RTVF fourth-year Charlie Rhoad’s fall internship story more closely resembles that of Wit than that of any of the other three students. Rhoad is interning at Katch Media, where he collects data by watching and cataloging information about at least three movies each week with the eventual goal of creating a movie recommendation algorithm.
While Rhoad explained the internship is not particularly career-building, he decided to move forward with this particular internship because of the general ease of the work involved as well as the ability to watch and catalogue movies on his own time.
Northwestern students aren’t the only ones who sought out internships for the remote fall. According to an August article published by Current, this fall, NPR received almost ten times as many applications (just over 20,000) for half as many positions compared to last fall. According to NPR spokeswoman Isabel Lara, this year’s numbers are due to the positions’ remote nature, allowing potential interns to apply without worrying about relocating.
When it comes to balancing coursework with their internship, each student has their own strategy. In Malin’s case, a strict schedule helps her keep up.

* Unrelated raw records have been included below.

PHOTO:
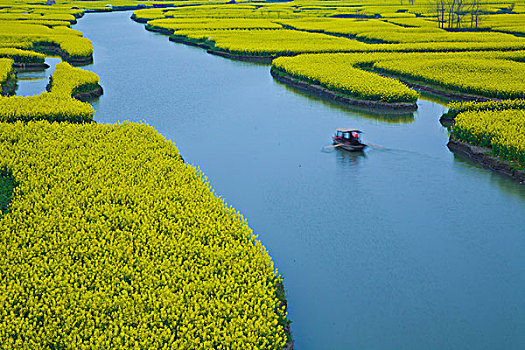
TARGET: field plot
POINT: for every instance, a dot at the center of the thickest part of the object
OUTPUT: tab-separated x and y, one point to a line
111	241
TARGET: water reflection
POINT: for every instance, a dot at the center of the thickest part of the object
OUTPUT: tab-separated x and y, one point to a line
34	82
503	182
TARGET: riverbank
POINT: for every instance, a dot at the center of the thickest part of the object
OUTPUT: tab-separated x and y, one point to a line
85	95
483	156
9	86
208	46
29	67
54	49
337	96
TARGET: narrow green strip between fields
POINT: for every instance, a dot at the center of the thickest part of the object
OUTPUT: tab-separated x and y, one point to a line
7	185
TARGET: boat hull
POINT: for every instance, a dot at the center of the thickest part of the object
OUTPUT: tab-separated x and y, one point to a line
351	147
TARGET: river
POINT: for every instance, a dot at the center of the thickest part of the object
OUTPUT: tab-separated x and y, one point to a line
406	247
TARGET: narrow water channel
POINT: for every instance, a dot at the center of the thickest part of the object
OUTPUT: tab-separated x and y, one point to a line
32	83
407	247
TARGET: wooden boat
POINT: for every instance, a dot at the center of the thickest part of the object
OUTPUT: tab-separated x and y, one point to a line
348	139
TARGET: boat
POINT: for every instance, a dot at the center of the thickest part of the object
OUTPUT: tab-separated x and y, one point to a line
348	139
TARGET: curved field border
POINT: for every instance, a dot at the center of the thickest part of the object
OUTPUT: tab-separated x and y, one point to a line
9	86
298	83
484	157
54	49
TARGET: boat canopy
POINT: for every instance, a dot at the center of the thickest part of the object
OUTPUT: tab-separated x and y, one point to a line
348	130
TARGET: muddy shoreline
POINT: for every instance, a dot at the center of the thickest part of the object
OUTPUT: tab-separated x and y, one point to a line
56	50
484	157
9	86
283	302
336	96
89	95
84	96
27	67
256	59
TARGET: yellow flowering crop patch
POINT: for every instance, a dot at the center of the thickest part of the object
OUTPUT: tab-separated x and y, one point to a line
501	130
110	241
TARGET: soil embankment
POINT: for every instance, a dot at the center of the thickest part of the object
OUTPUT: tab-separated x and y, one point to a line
336	96
484	157
50	49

And with her internship consisting of very set hours, it’s much easier to live two, distinct lives: professional in the morning, student in the evening.

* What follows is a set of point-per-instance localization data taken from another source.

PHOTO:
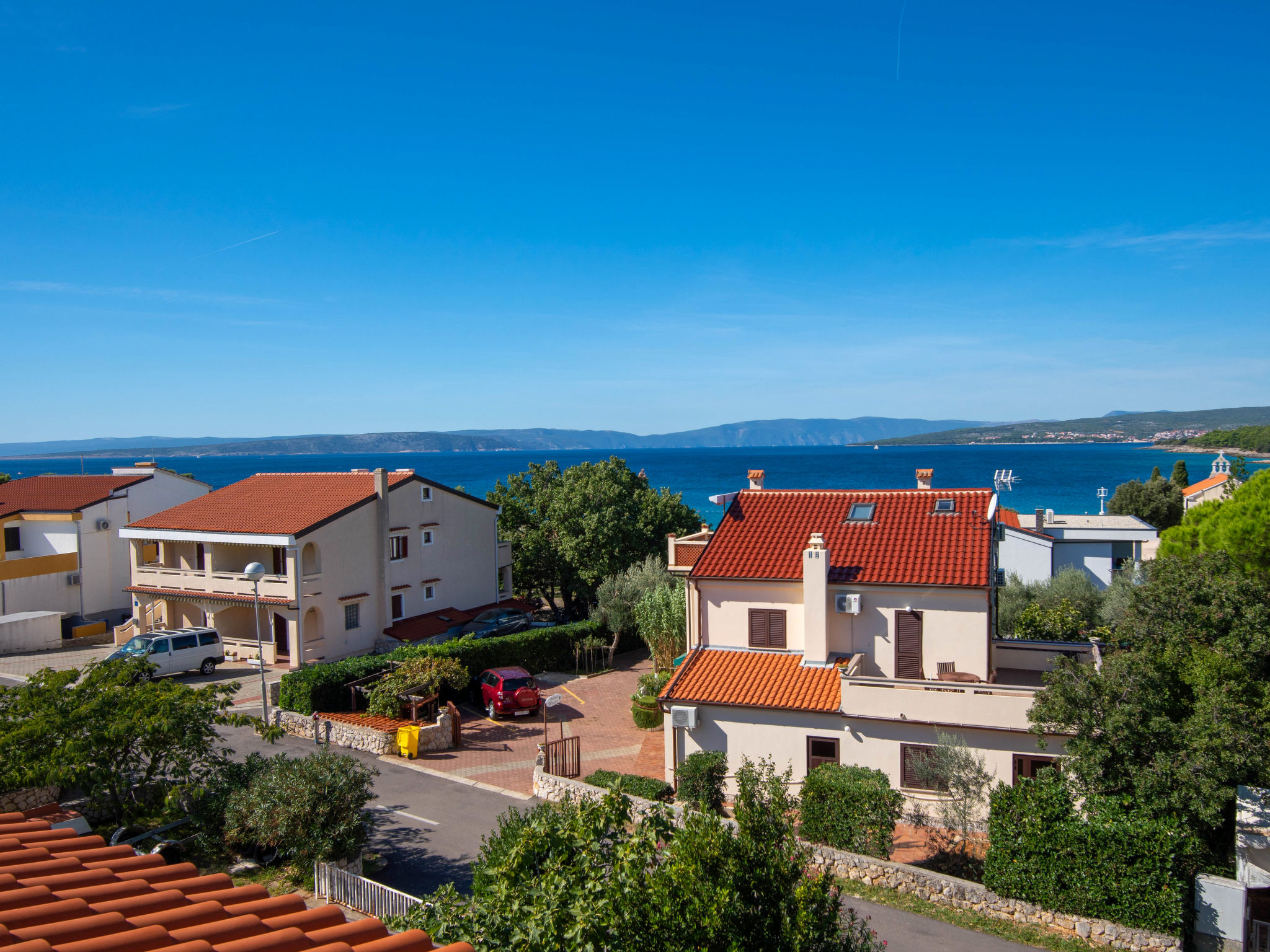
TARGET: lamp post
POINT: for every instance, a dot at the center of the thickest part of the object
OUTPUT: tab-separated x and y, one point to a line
255	571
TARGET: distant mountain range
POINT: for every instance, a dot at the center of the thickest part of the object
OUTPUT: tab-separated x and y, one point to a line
1116	427
751	433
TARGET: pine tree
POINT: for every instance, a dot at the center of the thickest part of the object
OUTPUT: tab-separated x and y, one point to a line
1180	478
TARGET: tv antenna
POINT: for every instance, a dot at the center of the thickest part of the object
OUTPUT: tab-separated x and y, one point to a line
1003	480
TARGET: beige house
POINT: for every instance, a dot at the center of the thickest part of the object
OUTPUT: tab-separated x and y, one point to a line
849	626
63	551
347	553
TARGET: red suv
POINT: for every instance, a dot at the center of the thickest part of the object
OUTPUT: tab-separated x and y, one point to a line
508	691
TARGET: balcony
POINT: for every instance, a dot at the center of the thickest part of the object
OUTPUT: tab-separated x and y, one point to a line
218	583
946	703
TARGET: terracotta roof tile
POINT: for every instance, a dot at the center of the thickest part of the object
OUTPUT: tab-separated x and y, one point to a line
755	679
60	494
763	534
272	503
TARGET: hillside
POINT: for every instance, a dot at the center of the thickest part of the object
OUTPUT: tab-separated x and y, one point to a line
1096	430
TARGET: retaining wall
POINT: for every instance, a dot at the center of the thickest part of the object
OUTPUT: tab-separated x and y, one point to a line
902	878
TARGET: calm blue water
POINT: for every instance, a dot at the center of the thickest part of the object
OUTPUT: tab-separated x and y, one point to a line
1062	478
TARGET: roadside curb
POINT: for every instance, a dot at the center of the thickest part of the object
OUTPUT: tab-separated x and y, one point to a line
453	778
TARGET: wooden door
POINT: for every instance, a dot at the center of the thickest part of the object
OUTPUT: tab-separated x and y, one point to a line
908	645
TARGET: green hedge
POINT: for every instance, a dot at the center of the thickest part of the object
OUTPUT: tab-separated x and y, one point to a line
321	687
1105	862
631	783
850	808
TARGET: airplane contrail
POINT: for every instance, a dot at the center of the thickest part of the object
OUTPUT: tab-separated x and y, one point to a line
229	247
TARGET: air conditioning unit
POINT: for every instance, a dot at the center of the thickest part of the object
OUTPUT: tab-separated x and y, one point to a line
846	604
683	718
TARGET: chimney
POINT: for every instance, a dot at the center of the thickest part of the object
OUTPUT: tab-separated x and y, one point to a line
815	601
383	598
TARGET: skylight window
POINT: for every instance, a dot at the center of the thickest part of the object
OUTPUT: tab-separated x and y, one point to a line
861	512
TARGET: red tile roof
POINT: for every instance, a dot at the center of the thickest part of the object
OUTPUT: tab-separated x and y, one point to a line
63	892
755	679
60	494
763	534
272	503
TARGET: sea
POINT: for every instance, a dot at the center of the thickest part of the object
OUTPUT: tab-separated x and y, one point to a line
1064	478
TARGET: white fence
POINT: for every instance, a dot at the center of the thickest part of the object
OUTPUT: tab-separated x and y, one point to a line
357	892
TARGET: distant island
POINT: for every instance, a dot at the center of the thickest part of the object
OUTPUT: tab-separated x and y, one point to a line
1118	428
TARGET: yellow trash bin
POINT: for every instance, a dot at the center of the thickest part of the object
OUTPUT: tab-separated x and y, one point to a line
408	741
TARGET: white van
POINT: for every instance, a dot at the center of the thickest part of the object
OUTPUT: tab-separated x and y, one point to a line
175	650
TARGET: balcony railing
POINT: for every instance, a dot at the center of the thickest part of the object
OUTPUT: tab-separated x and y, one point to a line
1001	706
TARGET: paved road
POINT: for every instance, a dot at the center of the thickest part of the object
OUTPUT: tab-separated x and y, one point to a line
436	829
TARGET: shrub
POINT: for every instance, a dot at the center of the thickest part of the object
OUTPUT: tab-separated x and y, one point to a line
310	809
850	808
1105	861
700	780
631	785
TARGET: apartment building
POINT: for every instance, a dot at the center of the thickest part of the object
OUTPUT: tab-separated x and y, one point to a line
849	626
347	555
63	551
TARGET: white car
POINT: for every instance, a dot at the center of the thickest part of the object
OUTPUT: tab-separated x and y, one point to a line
175	650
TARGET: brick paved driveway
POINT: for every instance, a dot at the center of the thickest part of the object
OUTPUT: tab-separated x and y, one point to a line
596	710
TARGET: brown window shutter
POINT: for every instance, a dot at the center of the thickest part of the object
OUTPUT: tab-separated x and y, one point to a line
776	628
758	627
908	645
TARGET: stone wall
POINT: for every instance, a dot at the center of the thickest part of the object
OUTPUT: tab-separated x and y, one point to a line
902	878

Rowan is a part-time student this quarter, taking one synchronous and one asynchronous class. Like Malin, Rowan’s schedule helps him break up the monotony by separating his days at the virtual office from his days in a virtual classroom.

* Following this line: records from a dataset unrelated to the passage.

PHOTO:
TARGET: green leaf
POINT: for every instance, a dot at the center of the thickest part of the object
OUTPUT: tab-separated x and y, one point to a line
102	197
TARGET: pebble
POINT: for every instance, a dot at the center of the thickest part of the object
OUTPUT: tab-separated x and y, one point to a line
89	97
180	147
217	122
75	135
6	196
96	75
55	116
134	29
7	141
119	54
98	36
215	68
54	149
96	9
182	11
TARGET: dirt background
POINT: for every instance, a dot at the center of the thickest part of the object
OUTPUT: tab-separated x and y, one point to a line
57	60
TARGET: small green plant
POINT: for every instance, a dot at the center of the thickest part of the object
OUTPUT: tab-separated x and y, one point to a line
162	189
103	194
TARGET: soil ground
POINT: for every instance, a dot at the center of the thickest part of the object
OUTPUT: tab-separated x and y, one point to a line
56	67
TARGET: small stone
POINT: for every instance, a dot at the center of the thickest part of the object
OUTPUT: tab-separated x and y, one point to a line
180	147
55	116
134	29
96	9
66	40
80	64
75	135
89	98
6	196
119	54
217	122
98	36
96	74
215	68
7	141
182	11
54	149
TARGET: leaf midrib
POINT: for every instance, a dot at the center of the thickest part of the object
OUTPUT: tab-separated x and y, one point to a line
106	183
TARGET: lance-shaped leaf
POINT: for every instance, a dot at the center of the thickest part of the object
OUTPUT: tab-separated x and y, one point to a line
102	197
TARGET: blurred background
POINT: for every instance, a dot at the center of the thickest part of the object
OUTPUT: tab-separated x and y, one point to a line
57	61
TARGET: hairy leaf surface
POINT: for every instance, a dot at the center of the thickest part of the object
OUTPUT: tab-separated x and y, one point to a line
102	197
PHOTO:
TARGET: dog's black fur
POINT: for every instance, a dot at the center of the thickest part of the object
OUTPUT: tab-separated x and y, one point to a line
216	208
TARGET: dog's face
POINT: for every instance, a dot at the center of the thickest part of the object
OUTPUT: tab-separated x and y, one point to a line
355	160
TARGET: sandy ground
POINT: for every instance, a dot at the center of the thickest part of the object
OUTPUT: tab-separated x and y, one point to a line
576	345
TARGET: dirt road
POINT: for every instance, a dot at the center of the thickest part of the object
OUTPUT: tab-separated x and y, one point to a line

“When you’re virtual, extracurricular activities sort of feel like another thing to do rather than necessarily a fun place to be because it’s all in the same computer portal,” he said. To balance it, Rowan decided to extend his summer internship into the fall, ensuring a balance between the internship he knows he enjoys and the classes he worries he won’t.
Despite taking five classes this quarter, three of which are asynchronous, Perry has struck a balance between her classes, her extracurriculars and her fall fellowship. Beyond her coursework, Perry said she only joined one extracurricular, so the rest of her time can be spent on her fellowship.
Regardless of the increased workload that a fall internship brings, Malin says hers provides her something that her remote classes just can’t.
“Something I’ve learned is that we all need to find things that genuinely make us happy and drive us, and for me, that’s my work,” she said. “I think that was the main reason why I needed this [internship] — to just continue feeling that joy that I felt over the summer.”